In a 1958 Maclean's magazine article, Peter C. Newman called it a "utopian town" with "no crime, no slums, no unemployment and few mothers-in-law." He also described it as a suburb without a city. "Its 16 miles of asphalt terminate abruptly at a barrier of virgin jack pine."

The community's first task was building Chalk River's NRX nuclear reactor, which when completed in 1947 was the most powerful research facility in the world. One of its uses was to produce radioactive isotopes, giving life to an emerging field of medical applications where Canadian scientists developed expertise.

Having established its leadership in the area of nuclear research and medicine, the federal government aimed higher. In the late 1940s it began building the NRU, a more powerful successor to the NRX that was put into operation in 1957.

On top of producing medical isotopes, the NRU was the early testing ground for Candu reactor technology and fuels now used in Ontario's nuclear power plants.

There have been accidents.
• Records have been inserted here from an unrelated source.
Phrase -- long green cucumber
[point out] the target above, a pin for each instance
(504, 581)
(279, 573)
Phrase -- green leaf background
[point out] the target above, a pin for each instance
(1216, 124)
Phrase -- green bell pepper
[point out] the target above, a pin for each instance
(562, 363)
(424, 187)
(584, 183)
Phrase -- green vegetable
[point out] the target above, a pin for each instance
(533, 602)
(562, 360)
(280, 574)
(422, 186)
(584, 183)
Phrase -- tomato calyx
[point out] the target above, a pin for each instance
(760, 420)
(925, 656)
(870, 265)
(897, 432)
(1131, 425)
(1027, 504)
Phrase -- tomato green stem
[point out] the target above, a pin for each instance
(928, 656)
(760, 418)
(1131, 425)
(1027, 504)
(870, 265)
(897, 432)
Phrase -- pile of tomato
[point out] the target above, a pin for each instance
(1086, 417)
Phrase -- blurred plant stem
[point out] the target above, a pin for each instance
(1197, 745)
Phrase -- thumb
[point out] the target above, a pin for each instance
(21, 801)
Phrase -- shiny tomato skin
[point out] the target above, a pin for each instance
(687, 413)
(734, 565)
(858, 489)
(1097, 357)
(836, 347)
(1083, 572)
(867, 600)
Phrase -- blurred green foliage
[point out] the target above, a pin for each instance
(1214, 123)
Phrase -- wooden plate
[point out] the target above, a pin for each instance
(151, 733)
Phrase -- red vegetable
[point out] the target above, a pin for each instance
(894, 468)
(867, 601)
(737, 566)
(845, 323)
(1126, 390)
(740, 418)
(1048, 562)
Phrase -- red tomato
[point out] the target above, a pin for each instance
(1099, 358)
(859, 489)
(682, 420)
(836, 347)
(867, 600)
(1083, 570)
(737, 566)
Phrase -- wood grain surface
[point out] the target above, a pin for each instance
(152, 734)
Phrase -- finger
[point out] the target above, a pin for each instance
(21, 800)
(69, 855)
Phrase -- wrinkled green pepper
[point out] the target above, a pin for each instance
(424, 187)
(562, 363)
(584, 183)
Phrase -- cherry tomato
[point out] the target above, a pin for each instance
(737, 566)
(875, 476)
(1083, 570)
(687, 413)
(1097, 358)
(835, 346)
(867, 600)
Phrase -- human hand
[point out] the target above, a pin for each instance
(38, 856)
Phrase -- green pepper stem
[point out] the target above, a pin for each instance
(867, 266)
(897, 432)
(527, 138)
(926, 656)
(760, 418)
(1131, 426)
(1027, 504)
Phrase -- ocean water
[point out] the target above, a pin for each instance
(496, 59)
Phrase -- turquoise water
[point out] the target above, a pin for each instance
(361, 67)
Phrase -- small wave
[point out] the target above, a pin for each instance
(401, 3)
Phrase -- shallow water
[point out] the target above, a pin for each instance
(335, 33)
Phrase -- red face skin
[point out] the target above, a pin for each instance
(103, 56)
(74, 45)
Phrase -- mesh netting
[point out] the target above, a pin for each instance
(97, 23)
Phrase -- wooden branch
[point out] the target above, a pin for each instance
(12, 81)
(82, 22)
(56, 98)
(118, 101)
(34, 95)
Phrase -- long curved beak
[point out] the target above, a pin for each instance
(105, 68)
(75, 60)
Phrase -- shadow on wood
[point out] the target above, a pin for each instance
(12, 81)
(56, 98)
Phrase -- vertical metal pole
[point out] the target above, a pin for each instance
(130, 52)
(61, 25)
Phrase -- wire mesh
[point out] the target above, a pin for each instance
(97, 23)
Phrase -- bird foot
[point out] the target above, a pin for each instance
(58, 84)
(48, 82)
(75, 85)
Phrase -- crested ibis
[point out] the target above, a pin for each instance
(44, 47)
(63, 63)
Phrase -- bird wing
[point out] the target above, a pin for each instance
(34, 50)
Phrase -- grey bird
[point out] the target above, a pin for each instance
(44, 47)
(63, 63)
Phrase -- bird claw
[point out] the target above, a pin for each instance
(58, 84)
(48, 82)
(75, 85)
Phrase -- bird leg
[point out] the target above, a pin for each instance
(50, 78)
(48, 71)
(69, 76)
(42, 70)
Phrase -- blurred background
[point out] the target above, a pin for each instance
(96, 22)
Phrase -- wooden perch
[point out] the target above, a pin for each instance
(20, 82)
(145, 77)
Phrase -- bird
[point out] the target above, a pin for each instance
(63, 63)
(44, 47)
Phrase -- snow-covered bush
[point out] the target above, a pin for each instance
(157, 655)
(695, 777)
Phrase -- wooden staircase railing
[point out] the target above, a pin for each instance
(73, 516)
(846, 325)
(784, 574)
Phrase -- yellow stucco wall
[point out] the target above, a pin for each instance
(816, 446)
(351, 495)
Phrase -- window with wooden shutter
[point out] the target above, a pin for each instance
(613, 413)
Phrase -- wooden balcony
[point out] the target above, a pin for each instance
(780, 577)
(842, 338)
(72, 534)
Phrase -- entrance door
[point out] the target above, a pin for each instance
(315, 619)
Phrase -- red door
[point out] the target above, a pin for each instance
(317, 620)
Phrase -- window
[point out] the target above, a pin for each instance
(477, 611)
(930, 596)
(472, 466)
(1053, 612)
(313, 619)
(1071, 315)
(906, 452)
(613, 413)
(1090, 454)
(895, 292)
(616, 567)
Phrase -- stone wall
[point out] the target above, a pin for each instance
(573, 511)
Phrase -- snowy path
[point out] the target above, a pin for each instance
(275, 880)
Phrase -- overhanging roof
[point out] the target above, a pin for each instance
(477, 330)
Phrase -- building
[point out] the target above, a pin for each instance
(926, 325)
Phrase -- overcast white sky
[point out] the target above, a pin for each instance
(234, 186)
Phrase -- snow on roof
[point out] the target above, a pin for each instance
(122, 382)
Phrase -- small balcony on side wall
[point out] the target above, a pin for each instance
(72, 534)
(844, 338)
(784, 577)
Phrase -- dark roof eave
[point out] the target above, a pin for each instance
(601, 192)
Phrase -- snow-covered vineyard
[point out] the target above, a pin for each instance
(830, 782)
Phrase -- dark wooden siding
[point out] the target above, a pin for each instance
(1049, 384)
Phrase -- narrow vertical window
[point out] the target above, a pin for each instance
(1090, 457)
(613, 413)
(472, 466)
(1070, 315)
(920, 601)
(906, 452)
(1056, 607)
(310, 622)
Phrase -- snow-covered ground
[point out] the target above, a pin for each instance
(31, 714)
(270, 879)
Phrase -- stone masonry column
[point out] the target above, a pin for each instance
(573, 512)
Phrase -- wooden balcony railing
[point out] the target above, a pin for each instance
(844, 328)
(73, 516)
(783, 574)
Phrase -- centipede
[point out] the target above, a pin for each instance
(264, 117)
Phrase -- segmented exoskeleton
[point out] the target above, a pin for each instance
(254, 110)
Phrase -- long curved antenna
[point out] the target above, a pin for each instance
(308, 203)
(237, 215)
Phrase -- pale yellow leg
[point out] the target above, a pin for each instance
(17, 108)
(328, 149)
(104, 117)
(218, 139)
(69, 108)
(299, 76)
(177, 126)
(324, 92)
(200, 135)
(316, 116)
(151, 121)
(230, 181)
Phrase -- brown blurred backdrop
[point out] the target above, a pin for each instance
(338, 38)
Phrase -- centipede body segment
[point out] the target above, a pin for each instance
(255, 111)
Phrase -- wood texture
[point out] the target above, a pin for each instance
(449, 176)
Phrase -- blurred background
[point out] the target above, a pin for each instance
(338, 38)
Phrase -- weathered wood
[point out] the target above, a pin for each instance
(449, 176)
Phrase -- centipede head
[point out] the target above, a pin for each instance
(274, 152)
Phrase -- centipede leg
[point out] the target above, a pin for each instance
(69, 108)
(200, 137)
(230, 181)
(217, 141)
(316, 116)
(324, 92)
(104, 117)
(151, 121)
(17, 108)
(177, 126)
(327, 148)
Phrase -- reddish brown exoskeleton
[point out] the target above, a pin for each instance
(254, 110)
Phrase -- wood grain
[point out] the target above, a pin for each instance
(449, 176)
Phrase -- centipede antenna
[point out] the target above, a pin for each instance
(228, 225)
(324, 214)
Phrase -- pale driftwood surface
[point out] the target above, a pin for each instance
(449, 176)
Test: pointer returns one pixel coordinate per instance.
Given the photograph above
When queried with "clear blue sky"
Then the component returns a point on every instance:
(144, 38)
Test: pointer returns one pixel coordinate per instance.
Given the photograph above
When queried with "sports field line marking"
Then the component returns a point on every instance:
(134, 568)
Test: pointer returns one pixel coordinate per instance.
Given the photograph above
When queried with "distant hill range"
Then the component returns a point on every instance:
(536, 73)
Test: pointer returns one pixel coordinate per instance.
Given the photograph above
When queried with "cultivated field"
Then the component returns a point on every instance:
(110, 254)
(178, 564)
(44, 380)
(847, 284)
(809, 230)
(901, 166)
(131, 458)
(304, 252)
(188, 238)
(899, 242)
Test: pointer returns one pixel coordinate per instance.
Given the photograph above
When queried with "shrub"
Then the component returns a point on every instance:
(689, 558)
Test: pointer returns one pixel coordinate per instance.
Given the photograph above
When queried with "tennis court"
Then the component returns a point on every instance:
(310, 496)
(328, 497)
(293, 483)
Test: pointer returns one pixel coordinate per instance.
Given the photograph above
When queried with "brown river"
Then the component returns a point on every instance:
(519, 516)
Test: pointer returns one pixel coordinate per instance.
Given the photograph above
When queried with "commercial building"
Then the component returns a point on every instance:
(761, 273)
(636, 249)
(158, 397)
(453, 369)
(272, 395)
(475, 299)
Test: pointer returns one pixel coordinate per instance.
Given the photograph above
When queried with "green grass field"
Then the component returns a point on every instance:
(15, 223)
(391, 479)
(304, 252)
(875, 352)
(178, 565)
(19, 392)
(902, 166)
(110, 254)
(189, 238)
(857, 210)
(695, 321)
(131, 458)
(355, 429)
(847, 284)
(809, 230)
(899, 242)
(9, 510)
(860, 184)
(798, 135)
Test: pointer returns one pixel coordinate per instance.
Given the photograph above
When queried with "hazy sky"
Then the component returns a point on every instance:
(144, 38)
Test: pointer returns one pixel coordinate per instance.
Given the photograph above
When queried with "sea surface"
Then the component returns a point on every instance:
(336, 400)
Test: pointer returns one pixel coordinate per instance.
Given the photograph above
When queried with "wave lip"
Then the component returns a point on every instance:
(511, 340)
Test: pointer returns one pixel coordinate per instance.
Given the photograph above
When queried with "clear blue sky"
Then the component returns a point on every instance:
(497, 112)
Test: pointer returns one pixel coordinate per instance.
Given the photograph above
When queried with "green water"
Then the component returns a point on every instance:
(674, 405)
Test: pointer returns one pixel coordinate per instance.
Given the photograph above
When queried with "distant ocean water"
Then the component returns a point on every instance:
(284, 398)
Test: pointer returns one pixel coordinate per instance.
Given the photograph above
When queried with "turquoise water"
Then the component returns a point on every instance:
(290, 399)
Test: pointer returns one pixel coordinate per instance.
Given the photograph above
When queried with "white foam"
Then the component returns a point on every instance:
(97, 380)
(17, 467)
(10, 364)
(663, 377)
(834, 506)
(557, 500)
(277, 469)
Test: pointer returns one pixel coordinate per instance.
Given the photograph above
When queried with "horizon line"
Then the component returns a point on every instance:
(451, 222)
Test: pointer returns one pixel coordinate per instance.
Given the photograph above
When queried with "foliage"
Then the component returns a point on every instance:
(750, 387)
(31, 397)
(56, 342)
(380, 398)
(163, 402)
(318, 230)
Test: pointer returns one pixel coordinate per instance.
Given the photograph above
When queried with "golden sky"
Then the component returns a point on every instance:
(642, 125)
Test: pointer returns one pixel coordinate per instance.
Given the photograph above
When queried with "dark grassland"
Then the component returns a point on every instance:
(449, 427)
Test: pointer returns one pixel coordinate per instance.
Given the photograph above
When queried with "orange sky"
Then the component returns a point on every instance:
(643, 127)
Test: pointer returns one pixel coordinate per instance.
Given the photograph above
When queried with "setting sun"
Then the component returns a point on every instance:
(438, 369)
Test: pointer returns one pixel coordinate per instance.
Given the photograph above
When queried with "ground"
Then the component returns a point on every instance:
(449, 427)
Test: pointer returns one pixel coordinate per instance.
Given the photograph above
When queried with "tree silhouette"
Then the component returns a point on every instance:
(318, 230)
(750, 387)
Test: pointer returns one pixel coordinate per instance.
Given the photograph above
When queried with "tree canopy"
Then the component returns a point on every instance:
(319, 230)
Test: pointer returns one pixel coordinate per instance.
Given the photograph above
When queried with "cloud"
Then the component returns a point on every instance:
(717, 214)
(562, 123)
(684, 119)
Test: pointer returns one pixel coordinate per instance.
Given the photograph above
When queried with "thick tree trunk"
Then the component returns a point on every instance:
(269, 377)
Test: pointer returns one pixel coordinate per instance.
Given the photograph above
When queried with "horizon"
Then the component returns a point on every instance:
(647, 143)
On Dec. 12, 1952, a power surge in the NRX reactor allowed release of dangerous radioactive neutrons and damaged the reactor core, forcing an evacuation of the area.

In 1959, a uranium fuel rod being removed from the NRU reactor caught fire and radioactive dust was spread through the 12-storey reactor building. It is estimated that nearly 200 workers were exposed to radiation from the two events as part of cleanup efforts.

In 1999, workers were exposed to significant radiation after entering a plutonium-contaminated building at Chalk River. AECL also has a history of dumping low-level radioactive sludge into on-site sand trenches.

Ole Hendrickson, a scientist and researcher who lives in neighbouring Pembroke, leads a group called the Concerned Citizens of Renfrew County and Area. He says radioactive waste from Chalk River's operations remains on site without proper treatment or storage, though he acknowledged recent attempts to clean it up.

"There's a pretty serious plume of contaminated sediment right in the river," says Hendrickson.

He calls it a "worrying situation" when a prime minister overrides a safety regulator and puts political pressure on a Crown corporation to quick-start a Cold-War-era nuclear reactor – one that's in violation of its operating licence. "Although the probability of an earthquake or something like this happening is pretty low, the consequences of something are pretty horrific."

But ask those on the streets of Deep River and the fears are overblown. "If I see a mushroom cloud overhead then I might worry," says a firefighter who lives two blocks from Chalk River Labs' main gate.

"This is the most unique community in probably all of Canada in terms of not having a not-in-my-backyard system," says Gutzman.

"We welcome nuclear development here. If there's any frustration at all, it's probably not with AECL, but with the regulator.

"The reactor has been going fine. It will go fine."